2024年3月29日(金) 11:30 〜 12:30 桜(学生) (桜)

[PS01-45] フキバッタ類における交尾姿勢と生殖器形態の左右性の検討

◯村田 桃香1、藤山 直之1 (1. 山形大・理・生物)

多くのバッタ類では、雄が雌にマウントし雌の体軸の左右いずれかから腹部をアプローチさせて交尾器を接合させるが、左右両方向での交尾が可能であるとされている。しかし、これまでに、イナゴ類は右方向でのみ交尾する“右利き”であることが明らかになっている。

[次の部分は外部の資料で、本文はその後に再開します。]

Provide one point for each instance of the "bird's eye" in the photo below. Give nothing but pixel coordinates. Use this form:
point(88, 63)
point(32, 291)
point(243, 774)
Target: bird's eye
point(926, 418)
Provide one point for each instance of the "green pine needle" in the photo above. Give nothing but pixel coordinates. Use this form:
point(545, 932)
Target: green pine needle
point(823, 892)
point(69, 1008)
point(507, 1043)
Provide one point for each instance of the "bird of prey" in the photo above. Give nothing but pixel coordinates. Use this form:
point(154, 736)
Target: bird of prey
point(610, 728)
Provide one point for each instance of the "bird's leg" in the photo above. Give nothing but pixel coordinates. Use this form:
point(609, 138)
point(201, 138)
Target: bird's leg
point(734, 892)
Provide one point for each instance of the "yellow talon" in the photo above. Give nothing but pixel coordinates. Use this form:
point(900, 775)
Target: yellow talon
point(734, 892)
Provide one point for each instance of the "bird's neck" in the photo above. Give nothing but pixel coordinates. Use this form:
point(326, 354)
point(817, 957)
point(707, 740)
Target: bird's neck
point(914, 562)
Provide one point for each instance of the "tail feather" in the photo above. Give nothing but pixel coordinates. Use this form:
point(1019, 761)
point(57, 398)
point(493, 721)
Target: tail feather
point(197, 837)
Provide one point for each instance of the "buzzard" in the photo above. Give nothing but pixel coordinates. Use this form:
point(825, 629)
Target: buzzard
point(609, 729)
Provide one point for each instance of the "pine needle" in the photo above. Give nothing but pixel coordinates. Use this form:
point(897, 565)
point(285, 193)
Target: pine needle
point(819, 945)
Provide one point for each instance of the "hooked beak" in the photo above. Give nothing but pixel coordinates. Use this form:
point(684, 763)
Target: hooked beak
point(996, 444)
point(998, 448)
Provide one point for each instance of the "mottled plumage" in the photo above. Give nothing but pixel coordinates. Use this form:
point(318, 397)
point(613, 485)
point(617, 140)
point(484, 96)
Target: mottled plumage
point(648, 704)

本研究では、イナゴ類で生じている“右利き”交尾の起源を検討するために、姉妹群にあたるフキバッタ類の4種(ヤマトフキバッタ、ミカドフキバッタ、ハネナガフキバッタ、アオフキバッタ)を対象とした野外観察・交尾実験・形態分析を行い、交尾姿勢および生殖器形態に左右性が生じているかを調査した。野外観察と交尾実験についてはヤマトフキバッタ以外では十分なデータを得られなかったものの、先行研究とあわせると、交尾姿勢はハネナガフキバッタで有意に右向き、ミカドフキバッタで右向きに偏る傾向がある一方、ヤマトフキバッタでは左右性は存在せず、アオフキバッタについても左右性は存在しない可能性が高いと考えられた。生殖器形態については、交尾嚢の形態に3種で左右二型性、1種で多型性が確認され、各型の比率は種ごとに異なっていた。交尾姿勢と生殖器形態にみられる左右性の間に因果関係があるのかを考察する。